By Ron Stubblefield, BNC Policy Volunteer

Last night, in what is considered by many to be a political upset, Doug Jones defeated Roy Moore in Alabama’s Special Election for the U.S. Senate seat left vacant by Jeff Sessions’ appointment to the position of Attorney General.

To understand why this upset came to be and its significance requires taking a look at the electoral data. As demonstrated by the exit polling data above, 74 percent of the White men who voted in this election supported Roy Moore. Meanwhile, 65 percent of White women supported Roy Moore. Had the election just been up to white Alabamians, this election would have been a landslide for Roy Moore.

This requires us to ask the question, with 65 percent of the voters supporting Roy Moore at these wide of margins, how did Doug Jones win?

Doug Jones won on the strength of the Black vote.

Specifically, 92 percent of Black men and 97 percent of the Black women who voted did so for Jones. If it was not for the black vote, Roy Moore would have won.
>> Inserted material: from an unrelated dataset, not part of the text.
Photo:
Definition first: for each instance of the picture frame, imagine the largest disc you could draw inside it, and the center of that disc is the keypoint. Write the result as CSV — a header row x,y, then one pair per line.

If it was not for the Black vote, the balance of GOP power in the Senate would not have been weakened. If it was not for the Black vote, a man who thought he was above the law, would be empowered to make the law. If it was not for the Black vote, an alleged pedophile who is against the civil and human rights of minorities, women, and LGBTQ+ members, would represent Alabama in the U.S. Senate.If it was not for the Black vote, the feeling of hope we have, for 2018 because of this win, would be replaced with more disappointment and disillusionment at a time we can ill-afford both. This is even more significant in light of Alabama’s voter suppression efforts, which were designed to curtail the power of the Black vote for the sole purpose of preventing outcomes such as the one we’ve seen last night.

The results of last night’s victory for Doug Jones has the following implications:

First, it is an unequivocal demonstration that Black America is the backbone of the Democratic Party. The Democratic Party cannot win without us. Moving forward, the Democratic Party must invest time and resources in the Black community if it is to win at all.

Second, the Democratic Party does not need to cater to the “white working class” to win in places in Alabama. What the Democratic Party needs to do is cater to an inclusive vision that includes and benefits Black Americans.
Third, Black America has the political strength to demand and obtain substantive policy advances for our communities. The GOP knows this, that is why they fight to suppress the vote while advancing the argument we have nothing to vote for. When we do not succumb to the intimidation and apathy attacks(which will increase as a result of Jones’ victory) and choose to fight, we can win. It is our duty to fight, and when we fulfill that duty, we win. Now let’s translate these electoral wins into long overdue policy advances. The only limit on this is our imagination if we allow it to be.

Further, any strategy for Democrats to win must include addressing racially motivated voter suppression tactics so that gerrymandering and voting intimidation is overcome, voting suppression efforts are punished and neutralized, and a new Voting Rights Act, if not an amendment, is instituted to ensure these racially motivated policies stemming from the 18th century never again occur in the 21st century and beyond. This starts with improving voter engagement related efforts. It ends with legally ending racially based gerrymandering and suppression.

Finally, any progressive movement that seeks to capture political power on the national scale needs to recognize that their movement must include Black people in their leadership, and must seriously cater to the needs of Black America. A progressive movement seeking to capture political power cannot do so under the sole banner of economic rights and marginalize issues of racism facing Black America as a subset of those rights that don’t affect “Ordinary Americans”.

Rather, a progressive movement seeking to capture political power must recognize that the civil rights Black Americans continue to fight for must be given the same credence as the economic rights laborers fight for, the same credence as reproductive rights women fight for, and the same credence as the rights fought for by the LGBTQ+ community. A progressive movement seeking to capture political power must become a new and true rainbow coalition where Blackness is a vibrant part of the color palate.

The lessons from the Jones victory are clear; the only outstanding question is will we learn from them. The future of our country depends on us answering this question in the affirmative.